QUANDO NÃO HÁ MAIS PERIGO
>> Leonardo Marona
para Julia
Pelo pouco que li e experimentei, sou obrigado a dizer que todo amor verdadeiro está fadado ao fracasso. Não nascemos para a comunhão do tempo, é essa a nossa inclinação mitológica - a dos amorosos - e nem mesmo nos damos conta disso. Um homem foi fadado ao fracasso por amor, sozinho numa cruz, e desde então não conseguimos mais deixar de copiar seus passos. Isso, é claro, vale para poucos. A organização do mundo nunca foi a organização do amor. Com a perda da ternura que nos fazia suar de amor por semanas, acabamos, de um modo ou de outro, assumindo novas ingrenagens: de repente importa mais agir do que experimentar através dos sentidos mais íntimos.
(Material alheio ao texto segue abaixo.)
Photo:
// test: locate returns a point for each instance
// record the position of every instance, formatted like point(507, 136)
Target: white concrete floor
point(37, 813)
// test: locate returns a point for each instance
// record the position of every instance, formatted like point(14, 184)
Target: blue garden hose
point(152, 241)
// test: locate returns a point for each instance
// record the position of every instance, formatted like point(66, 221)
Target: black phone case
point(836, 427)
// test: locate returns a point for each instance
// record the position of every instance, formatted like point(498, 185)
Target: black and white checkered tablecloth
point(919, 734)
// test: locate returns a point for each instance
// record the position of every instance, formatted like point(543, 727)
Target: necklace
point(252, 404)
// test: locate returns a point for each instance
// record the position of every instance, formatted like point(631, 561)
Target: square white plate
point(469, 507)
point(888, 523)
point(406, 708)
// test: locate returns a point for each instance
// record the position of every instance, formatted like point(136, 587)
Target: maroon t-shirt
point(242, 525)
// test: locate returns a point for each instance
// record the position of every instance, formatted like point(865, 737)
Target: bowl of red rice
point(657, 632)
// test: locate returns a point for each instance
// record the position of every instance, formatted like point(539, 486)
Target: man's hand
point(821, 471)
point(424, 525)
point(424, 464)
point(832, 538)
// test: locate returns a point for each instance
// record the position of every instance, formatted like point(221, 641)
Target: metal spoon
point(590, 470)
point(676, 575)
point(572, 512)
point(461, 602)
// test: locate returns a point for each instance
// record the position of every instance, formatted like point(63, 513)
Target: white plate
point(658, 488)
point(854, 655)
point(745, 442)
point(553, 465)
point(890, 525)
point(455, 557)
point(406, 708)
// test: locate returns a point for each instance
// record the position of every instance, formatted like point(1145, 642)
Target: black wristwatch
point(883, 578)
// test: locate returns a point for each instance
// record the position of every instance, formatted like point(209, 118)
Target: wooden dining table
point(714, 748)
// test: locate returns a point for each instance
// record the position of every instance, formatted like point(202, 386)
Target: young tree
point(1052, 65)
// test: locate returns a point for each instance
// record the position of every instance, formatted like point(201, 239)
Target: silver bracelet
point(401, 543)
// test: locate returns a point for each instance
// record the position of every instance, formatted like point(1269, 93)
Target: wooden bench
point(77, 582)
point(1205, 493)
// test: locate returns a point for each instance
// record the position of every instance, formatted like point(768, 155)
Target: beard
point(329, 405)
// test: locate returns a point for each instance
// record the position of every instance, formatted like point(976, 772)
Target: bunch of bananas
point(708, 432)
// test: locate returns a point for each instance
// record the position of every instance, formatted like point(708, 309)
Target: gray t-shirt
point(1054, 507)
E assim se fez o mundo em que vivemos. Os pobres adolescentes, doentes de amor, com os pés enraizados no chão e tão burros porque é impossível ser esperto e amar ao mesmo tempo, enfim, estas pobres criaturas antenas do contínuo comem um dobrado na mão de adultos que as empurram de encontro umas às outras como se olhassem seus relógios à espera do sino da igreja. Como cabritos atiçados em brasa as crianças desde cedo aprendem que há pressa e não há como fazer, mas é preciso fazer, não se pode perder a tróia de ferro da vida, esta mesma que ergue troféus e mata com história. Então estragam nossa força maior, nossa proximidade única do que rege os tempos imemoriais. Queremos antes nos rodear em ritual xamânico, dar voltas em torno do cheiro de nossos hormônios flamejantes, mas nos empurram e nos fazem homens.
Comigo sempre aconteceu assim, durante muitos anos me martirizei. Relações surgiam como poeira no deserto, voavam longe me arrastando em feridas arenosas, arrebatavam-me e exigiam atenção completa. Não era uma pessoa que fazia isso comigo, não uma pessoa em especial: era o fato de que qualquer relação amorosa deveria ter esta característica de vendaval por essência. Então eu caía nos mais irremediáveis precipícios. Devo ter tido umas dez namoradas no espaço de dez anos e, acreditem, isso está longe de me deixar vangloriado. Muitos anos passei, não só ouvindo dos outros, mas dizendo a mim mesmo que eu era um ser insuportável e que, mesmo quando me aturavam como martírio, eu dava um jeito de estragar as coisas, porque eu era desumano e uma pessoa fria, então achava que a ideia romântica de "escritor solitário" fosse uma possível explicação para todos os meus infortúnios.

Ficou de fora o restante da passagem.